Directory of Questions

The LingPipe frequently asked questions are arranged below by topic.

General

Technical

Natural Language Processing

Miscellaneous

General

What is LingPipe?

LingPipe is a state-of-the-art suite of natural language processing tools written in Java that performs tokenization, sentence detection, named entity detection, coreference resolution, classification, clustering, part-of-speech tagging, general chunking, fuzzy dictionary matching. These general tools support a range of applications.

For more information see the feature list on the LingPipe home page.

Where is the LingPipe home page?

http://alias-i.com/lingpipe

Who makes LingPipe?

Alias-I, Incorporated makes LingPipe. For more information see the Alias-i home page.

How did Alias-i get started?

It began in 1995 as a collaboration between a group of graduate students at the University of Pennsylvania for the purposes of competing in the DARPA MUC-6 (Defense Advanced Research Projects Agency Message Understanding Conference) evaluation. That sparked a series of events which culminated in DARPA awarding a research contract under the TIDES (Trans-Lingual Information Detection Extraction and Summarization) program in 2000 to found Baldwin Language Technologies, which later changed its name to Alias-i.

After using LingPipe in our FactTracker and ThreatTracker products, we decided in September of 2003 that it was ready to be released to the world under our Royalty Free license (that included access to the source). In addition to working on MUC-6 and TIDES, we have participated in many DARPA projects ranging from the ACE (Automatic Content Extraction) and DUC (Document Understanding Conference) evaluations to the TIA (Terrorist Information Awareness) program.

In 2004, we picked up research funding from the United States National Library of Medicine (NLM), one of the US National Institutes of Health (NIH). Our grant is for text data mining over biomedical research literature.

Where can I download LingPipe?

The LingPipe download page.

Why would I use LingPipe?

Developers building natural language processing applications including summarization, information extraction, full text search and machine translation will save development time by using LingPipe rather than building and refining their own tokenization, sentence detection, named entity detection and coreference resolution tools.

What is the hard nosed business case for LingPipe?

Your development team doesn't have the time to reinvent the wheel or to create robust, fast natural language processing tools as accurate as those in LingPipe. Using LingPipe you can finish your application sooner or with fewer developers or both. This translates into better bottom line results.

What is the warm fuzzy raison-d'etre for LingPipe?

LingPipe is available under a Royalty Free license designed to let researchers, application & tool builders incorporate LingPipe into their own projects. We release our source as well since it is an important part of understanding what the algorithms do. Under this license you can also use LingPipe to annotate your document collection as long as the contents of the document collection are made freely available to the public. You'll sleep better knowing you're using state-of-the-art tools from a company that cares both about staying in business and building great tools that other people use.

Technical

How do I report a LingPipe bug?

See the LingPipe bug report page.

What sorts of named entities does LingPipe recognize?

This depends on what model is being used. The "standard" model supplies People, places, organizations and GSP (GeoSpatial Political Entity). This can be changed if the named entity detector is retrained.
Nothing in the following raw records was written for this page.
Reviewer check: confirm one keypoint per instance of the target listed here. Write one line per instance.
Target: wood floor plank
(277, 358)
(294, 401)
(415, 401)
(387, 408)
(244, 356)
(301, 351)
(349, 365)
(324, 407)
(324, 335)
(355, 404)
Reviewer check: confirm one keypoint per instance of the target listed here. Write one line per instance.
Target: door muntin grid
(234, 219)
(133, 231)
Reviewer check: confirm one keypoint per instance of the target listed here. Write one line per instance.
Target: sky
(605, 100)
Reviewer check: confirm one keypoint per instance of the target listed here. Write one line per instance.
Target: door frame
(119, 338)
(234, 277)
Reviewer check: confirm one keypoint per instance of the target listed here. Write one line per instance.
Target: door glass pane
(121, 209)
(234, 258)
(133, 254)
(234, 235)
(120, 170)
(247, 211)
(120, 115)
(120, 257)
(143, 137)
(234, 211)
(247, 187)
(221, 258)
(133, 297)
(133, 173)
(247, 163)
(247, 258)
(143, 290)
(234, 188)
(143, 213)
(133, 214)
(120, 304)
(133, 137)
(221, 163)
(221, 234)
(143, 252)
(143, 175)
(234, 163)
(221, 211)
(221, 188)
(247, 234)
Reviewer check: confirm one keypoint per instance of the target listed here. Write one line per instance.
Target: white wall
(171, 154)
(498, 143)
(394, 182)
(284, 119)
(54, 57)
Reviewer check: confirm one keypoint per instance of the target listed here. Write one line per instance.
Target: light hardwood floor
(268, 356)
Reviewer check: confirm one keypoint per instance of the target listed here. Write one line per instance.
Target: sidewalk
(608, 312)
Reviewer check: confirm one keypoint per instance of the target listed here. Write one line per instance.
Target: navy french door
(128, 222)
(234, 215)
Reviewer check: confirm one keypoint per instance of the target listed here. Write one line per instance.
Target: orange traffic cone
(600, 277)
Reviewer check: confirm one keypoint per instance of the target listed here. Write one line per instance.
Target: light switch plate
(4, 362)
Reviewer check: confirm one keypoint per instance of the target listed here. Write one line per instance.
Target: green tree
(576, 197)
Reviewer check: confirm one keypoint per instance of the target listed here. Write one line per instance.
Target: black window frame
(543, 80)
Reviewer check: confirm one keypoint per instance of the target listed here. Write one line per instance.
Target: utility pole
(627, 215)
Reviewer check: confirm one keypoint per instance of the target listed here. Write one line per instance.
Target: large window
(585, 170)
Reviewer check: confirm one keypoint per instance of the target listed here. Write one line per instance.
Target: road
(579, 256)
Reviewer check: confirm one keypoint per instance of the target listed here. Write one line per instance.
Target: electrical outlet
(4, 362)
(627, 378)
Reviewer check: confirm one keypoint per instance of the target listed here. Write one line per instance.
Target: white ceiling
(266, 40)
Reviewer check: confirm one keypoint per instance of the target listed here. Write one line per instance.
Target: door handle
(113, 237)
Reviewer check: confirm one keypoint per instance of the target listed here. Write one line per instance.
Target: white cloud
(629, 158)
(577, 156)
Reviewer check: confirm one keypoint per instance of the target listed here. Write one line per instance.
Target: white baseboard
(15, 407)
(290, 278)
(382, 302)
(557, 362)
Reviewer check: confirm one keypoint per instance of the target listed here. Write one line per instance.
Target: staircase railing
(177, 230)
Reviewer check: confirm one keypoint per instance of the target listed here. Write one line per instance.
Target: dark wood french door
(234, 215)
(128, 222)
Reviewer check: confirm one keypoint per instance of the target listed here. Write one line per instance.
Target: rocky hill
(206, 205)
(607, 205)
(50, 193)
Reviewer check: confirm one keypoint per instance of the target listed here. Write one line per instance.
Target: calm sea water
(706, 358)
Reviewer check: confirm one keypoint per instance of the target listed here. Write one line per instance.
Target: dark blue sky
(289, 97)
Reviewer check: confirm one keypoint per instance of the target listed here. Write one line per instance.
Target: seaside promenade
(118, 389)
What kind of input does LingPipe take?

LingPipe is neutral with respect to input; it processes text in unicode and supports a range of character sets and input formats, including HTML, XML and plain text.

What platforms does LingPipe run on?

LingPipe will run on any platform that supports a Java Virtual Machine (JVM), version 1.4 or higher. It's been extensively tested on Windows XP, Win64, Linux, 64-bit Linux, and Macintosh OS X.

See the LingPipe installation page for more details about the required components.

How fast is LingPipe?

Very fast. For our statistical models, the CPU is typically waiting on memory, not on Java computations. For heuristic models, we're typically waiting on disk access. LingPipe's tight loops are written very much like they'd be written in C.

The new (1.4.2 and on) Hotspot compilers do an impressive amount of partial evaluation (aka unfolding or inlining) based on the runtime evaluation of the running code. That's eliminated the most time-consuming profile/unfold step in optimization.

An exact answer in terms of megabytes/minute depends on which module of LingPipe you're evaluating, which version of Java you're running and on what platform/load, how fast your memory is, whether models are dynamic or compiled, and the particular shape of the run time task such as number of characters, number of tags and sentence length.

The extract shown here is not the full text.